From KP Duty to the Groove Den: Talking Heads and a Thanksgiving Surprise.
- Jim Chapin
- Dec 5, 2025
- 4 min read
I do this blog for shits and giggles, a creative release, and a way to share my musical interests and maybe a few stories with family and friends.
My daughter Emily and her boyfriend Matt are also collecting albums and having fun in the vinyl resurrection. A few weeks ago she texted me this photo of her and Matt on the hunt in NYC at Vinyl Fair. Check out this wild scene. I bet there are some great finds here…and little did I know I would soon have some of these finds.

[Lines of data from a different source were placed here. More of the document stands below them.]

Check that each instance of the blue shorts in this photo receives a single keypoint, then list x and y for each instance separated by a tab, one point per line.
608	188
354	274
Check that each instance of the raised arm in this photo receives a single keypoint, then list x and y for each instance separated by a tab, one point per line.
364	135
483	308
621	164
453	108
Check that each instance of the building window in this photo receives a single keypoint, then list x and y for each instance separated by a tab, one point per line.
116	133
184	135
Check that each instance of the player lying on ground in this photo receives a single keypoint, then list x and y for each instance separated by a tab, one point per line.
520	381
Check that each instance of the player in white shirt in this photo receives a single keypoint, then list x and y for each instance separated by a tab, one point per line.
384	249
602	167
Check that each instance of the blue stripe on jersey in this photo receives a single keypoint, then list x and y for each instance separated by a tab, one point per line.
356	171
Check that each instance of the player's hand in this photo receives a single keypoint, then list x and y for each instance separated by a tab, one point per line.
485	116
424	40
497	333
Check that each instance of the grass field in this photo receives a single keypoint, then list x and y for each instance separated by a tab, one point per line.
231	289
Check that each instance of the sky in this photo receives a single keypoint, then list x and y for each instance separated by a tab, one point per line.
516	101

Emily, Matt and their dog Maggie came home for Thanksgiving and completely blindsided me with an early Christmas gift — a stack of vinyl that just about knocked me out of my chair. I got a little emotional over one record I’m saving for later. But one in the stack completely took me by surprise and immediately this post came to life.
Talking Heads — Speaking In Tongues.

Here’s the thing… Talking Heads hits different for me. I’ve never seen them live. Not in some sweaty arena, not at a festival, not even a random opening slot back in the ’80s. Nothing. I did see Stop Making Sense however. Talking Heads has been part of my personal soundtrack just as deeply as the bands I did see. And that connection traces back to one unlikely place:
KP duty in Germany.

Ask any soldier and they’ll tell you — music saves you in those moments. Kitchen Patrol/Kitchen Police was hot, long and chaotic, and felt like the Army’s way of reminding you that peeling 100 pounds of potatoes builds character.
I catch KP duty one week and I show up for my first shift. One of the GIs rolled in with a brand-new cassette — Talking Heads’ Little Creatures (released June 10, 1985) — fresh from back in the “world”. (That’s what we called stateside.) New guys arriving in the country always had the freshest stuff. I remember seeing Reboks for the first time on the feet of some new kid. This was the golden age of boom boxes. Cassettes were it. Every barracks room had some kind of tape deck, and I had my reel to reel going making legendary mix tapes. He pops it in … and I’m hooked. Little did I know that four decades later, I’d hold another Talking Heads album in my hands — a gift from my daughter — and the memories would come rushing back.
“And She Was,” “Road To Nowhere,” “Stay Up Late,” echoing off stainless steel walls while steam blasted from the dishwashers as we tried not to slip on a floor coated in mystery grease. We were tired, sweaty, probably half-delirious — but Talking Heads made it fun. Those songs didn’t just play in the background — they were imprinted. We played it every day for a week of KP. I later borrowed his cassette and copied it to my reel to reel tape.
So when my daughter handed me Speaking In Tongues, it wasn’t just a record. It was a blast of memory. And now tonight I’m in the groove den, home alone and the Klipsch are cranked up!
Could there be a better opening track than Burning Down the House? That subtle guitar riff slowly builds into the drums - then it’s full-on David Byrne magic. Speaking In Tongues captures the band at the peak of their power. In fact the Stop Making Sense movie and live album are mostly drawn from this tour.
This record is just a complete and total masterpiece. It’s still amazing to me how I can drop the needle and in a blink of an eye, the side is over. Time flies when you’re having fun right? Byrne’s quirky vocals, stop-and-start phrasing, and nervous energy make every track feel alive. Whether it’s the funky urgency of Girlfriend Is Better, the swampy groove of Swamp, or the comforting warmth of This Must Be The Place (Naive Melody), the band’s chemistry is palpable.

They all sound so fantastic on this setup. I forgot to mention after the last post, I dug out an old Cerwin-Vega powered subwoofer from the attic and I ran the speakers through this sub. It adds a really nice touch, giving the low end a punch it needed. When people say music connects us, this is exactly what they mean to me. A connection to a band I’ve never seen, but somehow feel like I grew up with.
A reminder that sometimes the music that sticks with you the deepest didn’t come from a concert at all — it came from a cassette in a boom box on a day when you needed it. A connection to your daughter who arrives for the holiday with a record you didn’t know you needed.

Now I get to drop that needle, crank “Burning Down The House” on actual vinyl, and time-travel right back to 1985… minus the steam, sweat, and 100 gallons of potatoes.